Prove this sequence converges or diverges to $-\infty$

Question

Let $a_n$ be a sequence such that for every $n$: $a_n\le\frac{1}{2}(a_{n-1}+a_{n-2})$.

Prove that $a_n$ either converges to a real number $L$ or diverges to $-\infty$ $(L\in[-\infty,\infty))$.

I tried assuming it didn't diverge to $-\infty$ in order to show that in that case it must converge to a real number. I tried showing so by cauchy's convergence definition but I failed.

Any ideas?

Answer 1

So we have that $$a_3\leq \frac{1}{2}(a_{2}+a_{1})$$ $$a_4\leq \frac{1}{2}(a_{3}+a_{2})\leq 3a_2/4+a_1/4$$ $$a_5\leq \frac{1}{2}(a_4+a_3)\leq 7a_2/8+5a_1/8$$ $$\cdots$$ $$a_{n}\leq \frac{2n-5}{2^{n-2}}a_2+\frac{2n-7}{2^{n-2}}a_1.$$ If the sequence is not convergent to a real number $L$ then $a_n\to \infty$ or $a_n\to-\infty.$ However $$a_n\leq \frac{4n-12}{2^{n-2}}\max\{a_1,a_2\}$$ and so $a_n\to -\infty.$

Answer 2

Let $\delta_n = a_n-a_{n+1}$. From

$$ a_{n+1} \leq \frac{1}{2}a_n + \frac{1}{2}a_{n-1} $$ we get $$ -\delta_n = a_{n+1}-a_n \leq \frac{1}{2}\delta_{n-1} $$ so our sequence is free to decrease as fast (or as slow) as it likes, but if $a_{n}>a_{n-1}$ (i.e. $\delta_{n-1}<0$) then $a_{n+1}$ has to lie on the left of the midpoint of $[a_{n-1};a_n]$ and the subsequence of the terms which are greater than the previous one, say $\{a_{n_k}\}_{k\geq 1}$, is decreasing.
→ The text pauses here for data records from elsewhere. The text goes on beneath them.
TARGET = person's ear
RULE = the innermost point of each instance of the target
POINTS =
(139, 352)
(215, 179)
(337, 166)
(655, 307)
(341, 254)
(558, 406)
We are temporary assuming this actually is a subsequence, i.e. that there are infinite $n$s such that $a_{n+1}>a_n$. Now we may start a dichotomy. If $a_{n_k}$ converges to $-\infty$, so does the original sequence. If $a_{n_k}\to L$, for any $k$ large enough we have $a_{n_k}\in(L-\varepsilon,L+\varepsilon)$ and $$ a_{n_k}\geq a_{n_k+1} \geq a_{n_k+2} \geq \ldots \geq a_{n_{k+1}-2} \geq \frac{a_{n_{k+1}-1}+a_{n_{k+1}-2}}{2}\geq\max(a_{n_{k+1}},a_{n_{k+1}-1}) $$ so for any $m\in[n_{k},n_{k+1}]$ we have $a_m\in(L-3\varepsilon,L+3\varepsilon)$ and $\{a_n\}_{n\geq 1}$ and $\{a_{n_k}\}_{k\geq 1}$ share the same limit. At last we have to deal with the case in which $\delta_n<0$ holds for a finite number of $n$, i.e. $\{a_n\}_{n\geq 1}$ is a weakly decreasing sequence from some point on. But again, a weakly decreasing sequence may only diverge to $-\infty$ or converge to a finite limit.